Piano four-hand arrangements sparkle and poetry charms in this three-movement suite for advanced SATB choir (middle movement for SSAA).



Kallman Creates Publications, Composer Daniel Kallman Kallman Creates Publications

SATB, piano four-hands. Duration: 9’00”
The individual movements are also available separately:
I. The Poet and the Baby
II. A Cradle Song (SSAA)
III. The First Tooth

(Note: Score is in manuscript form.)

Listen to “Three About Babies”

Composer’s Notes

These pieces were written for one of the top high school choirs in the country at the time, the Meistersingers of Cherry Creek High School in Englewood, Colorado. They were conducted by Richard Larson, my former high school choir director. The individual titles are: I. The Poet and the Baby; II. A Cradle Song; III. The First Tooth. The first movement is a lively and playful waltz that segues from driving to tender. The middle movement, a lullaby with an extended piano four-hand accompaniment, is for SSAA. The set ends with “The First Tooth,” a sassy, energetic romp. While these works were written for high school singers, they are really at the college or professional level, especially I and III.


I. The Poet and the Baby

How’s a man to write a sonnet, can you tell,—
How’s he going to weave the dim, poetic spell,—
When a–toddling on the floor
Is the muse he must adore,
And this muse he loves, not wisely, but too well?

Now, to write a sonnet, every one allows,
One must always be as quiet as a mouse;
But to write one seems to me
Quite superfluous to be,
When you ‘ve got a little sonnet in the house.
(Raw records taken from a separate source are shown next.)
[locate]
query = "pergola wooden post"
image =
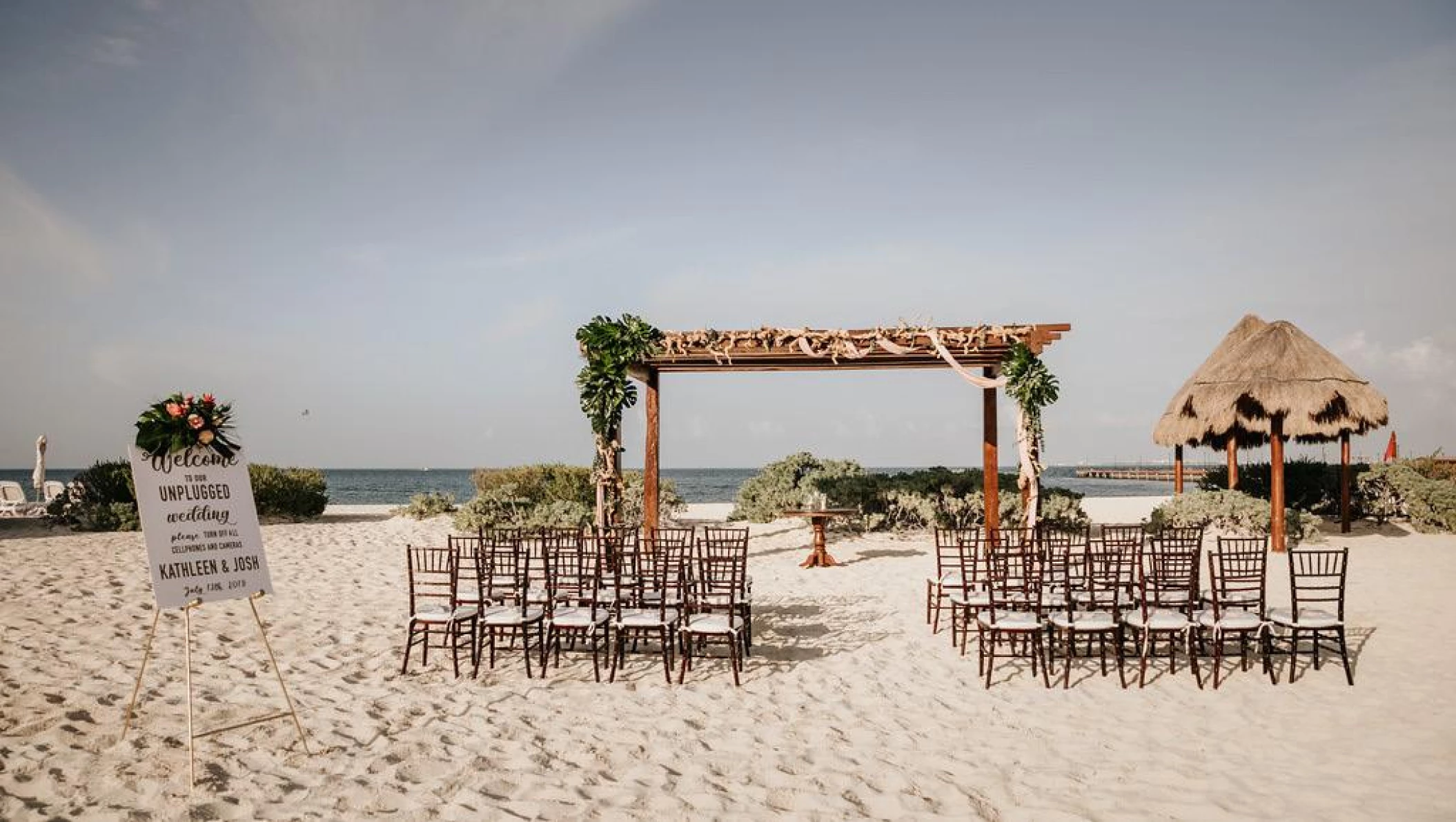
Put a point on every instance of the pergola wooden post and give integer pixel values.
(1344, 481)
(990, 460)
(779, 350)
(1277, 483)
(651, 460)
Just a dainty little poem, true and fine,
That is full of love and life in every line,
Earnest, delicate, and sweet,
Altogether so complete
That I wonder what’s the use of writing mine.
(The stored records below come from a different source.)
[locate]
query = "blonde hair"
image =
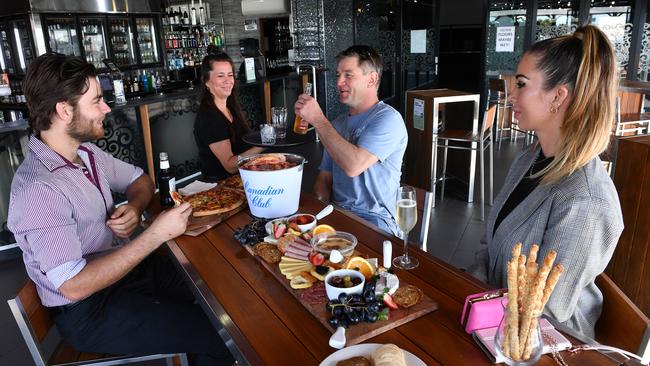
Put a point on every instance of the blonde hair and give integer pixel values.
(586, 63)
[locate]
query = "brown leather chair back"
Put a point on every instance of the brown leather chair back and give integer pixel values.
(621, 323)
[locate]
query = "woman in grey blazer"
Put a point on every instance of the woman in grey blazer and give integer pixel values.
(557, 194)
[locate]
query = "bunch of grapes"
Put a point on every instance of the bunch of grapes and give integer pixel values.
(251, 233)
(352, 309)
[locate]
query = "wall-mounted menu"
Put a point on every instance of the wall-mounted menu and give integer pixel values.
(94, 41)
(146, 40)
(62, 34)
(121, 41)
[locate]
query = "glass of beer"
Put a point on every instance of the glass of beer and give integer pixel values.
(406, 219)
(297, 125)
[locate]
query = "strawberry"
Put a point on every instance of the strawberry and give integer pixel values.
(390, 302)
(316, 259)
(279, 231)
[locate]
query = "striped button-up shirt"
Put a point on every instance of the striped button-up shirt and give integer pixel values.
(58, 212)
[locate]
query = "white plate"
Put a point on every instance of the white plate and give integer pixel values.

–Paul Laurence Dunbar, 1913


II. A Cradle Song

Golden slumbers kiss your eyes,
Smiles awake you when you rise;
Sleep, pretty wantons, do not cry,
And I will sing a lullaby,
Rock them, rock them, lullaby.
Care is heavy, therefore sleep you,
You are care, and care must keep you;
Sleep, pretty wantons, do not cry,
And I will sing a lullaby,
Rock them, rock them, lullaby.

–Thomas Dekker

III. The First Tooth

Through the house what busy joy,
Just because the infant boy
Has a tiny tooth to show!
I have got a double row,
All as white, and all as small;
Yet no one cares for mine at all.
He can say but half a word,
Yet that single sound’s preferred
To all the words that I can say
In the longest summer day.
He cannot walk, yet if he put
With mimic motion out his foot,
As if he thought he were advancing,
It’s prized more than my best dancing.